So no, I never had a bath in the evening if dh wasn’t there as there was no free evening.
He never took a daytime nap either without being walked miles and miles.

If someone had offered to watch Ds 30 mins so I could breathe, I would have cried if they then decided not to come after offering.

Everybodys · 31/03/2026 16:28

Stop agreeing. No other way round it. And arrange for them to see the kids in a way that doesn't affect you if they fuck it off.

They are welcome to pop round if you know you're going to be at home for several hours, or you could always invite them to come with you if you know you're going to the park or whatever.

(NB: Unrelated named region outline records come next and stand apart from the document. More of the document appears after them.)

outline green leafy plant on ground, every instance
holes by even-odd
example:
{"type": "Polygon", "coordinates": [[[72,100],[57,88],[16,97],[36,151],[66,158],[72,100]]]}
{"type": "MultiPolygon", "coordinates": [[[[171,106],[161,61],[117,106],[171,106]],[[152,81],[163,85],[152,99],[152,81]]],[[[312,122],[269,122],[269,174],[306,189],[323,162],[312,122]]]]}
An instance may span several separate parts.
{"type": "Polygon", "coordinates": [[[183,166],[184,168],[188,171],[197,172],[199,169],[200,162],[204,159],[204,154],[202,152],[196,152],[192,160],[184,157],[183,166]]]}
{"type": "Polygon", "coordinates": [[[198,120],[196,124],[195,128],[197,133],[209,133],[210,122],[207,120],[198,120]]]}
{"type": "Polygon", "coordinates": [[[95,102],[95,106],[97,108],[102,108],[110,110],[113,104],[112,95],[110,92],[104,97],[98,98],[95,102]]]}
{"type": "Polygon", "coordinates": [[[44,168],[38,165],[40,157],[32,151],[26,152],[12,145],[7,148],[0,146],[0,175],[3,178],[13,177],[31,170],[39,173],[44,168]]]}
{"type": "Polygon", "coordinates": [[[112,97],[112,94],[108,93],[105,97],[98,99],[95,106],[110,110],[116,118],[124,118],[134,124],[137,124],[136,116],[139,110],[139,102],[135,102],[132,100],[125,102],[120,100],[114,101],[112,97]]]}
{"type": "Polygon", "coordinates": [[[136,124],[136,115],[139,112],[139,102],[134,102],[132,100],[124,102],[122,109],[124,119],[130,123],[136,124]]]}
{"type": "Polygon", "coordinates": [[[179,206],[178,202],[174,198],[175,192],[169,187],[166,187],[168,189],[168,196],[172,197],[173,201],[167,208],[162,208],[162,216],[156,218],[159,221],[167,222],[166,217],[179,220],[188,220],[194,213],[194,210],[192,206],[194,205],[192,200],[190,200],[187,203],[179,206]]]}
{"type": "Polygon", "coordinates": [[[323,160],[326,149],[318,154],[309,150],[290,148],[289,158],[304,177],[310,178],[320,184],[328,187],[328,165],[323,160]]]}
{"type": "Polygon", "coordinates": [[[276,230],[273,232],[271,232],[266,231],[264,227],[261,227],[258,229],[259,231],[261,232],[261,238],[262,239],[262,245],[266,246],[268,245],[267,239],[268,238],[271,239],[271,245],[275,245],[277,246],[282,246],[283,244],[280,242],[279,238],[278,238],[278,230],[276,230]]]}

Ramblethroughthebrambles · 31/03/2026 16:32

I don't think you need to be confrontational to get them to think a bit more. If they offer a day or two ahead - say 'Is that definite? If so I'll arrange to see Mary / leave the ironing then I can get it done when I'm on my own'. If they cancel because it's a nice day, ask them if they've time to still swing by a couple of hrs later because you had left the shopping until they were coming and you now have no food in & can't so easily do a big shop with the two DCs in tow (or whatever other scenario you could come up with without blushing). They probably just feel they are doing something extra & nice, and forgetting how this might impact you. I would usually go for honesty rather than white lies but in a situation where they are trying to be nice I'm not sure anything critical is helpful.

Twooclockrock · 31/03/2026 16:33

I broke down and cried at my mum when I ws at a low point as she never ever offered help but helped my sibling all the time.
She said I never asked specifically and always seemed fine. I thought my hints were sufficient, turned out she needed me to be direct. "Mum I am really struggling this week can you please come at 2pm as I havent showered for days and I really need your help." Would have been better than my vague, "oh it would be nice to see you, oh you will pop round, thanks, that will be nice, yeah im fine, whatever fits your schedule, its up to you"
She just thought I didnt need any help at all. My sibling would block my mums calendar out and remind her several times she was going out and then turn up with the kids early, so to me it looked like my mum was helping them all the time on purpose, when it was me just being vague and saying i was fine, when I should have been direct.

Dragracer · 31/03/2026 16:37

Honestly just don't expect it and don't accept it. If they offer say "nah you'll just let me down and the last minute and that's more stressful."

Just write them off. You'll find life another easier.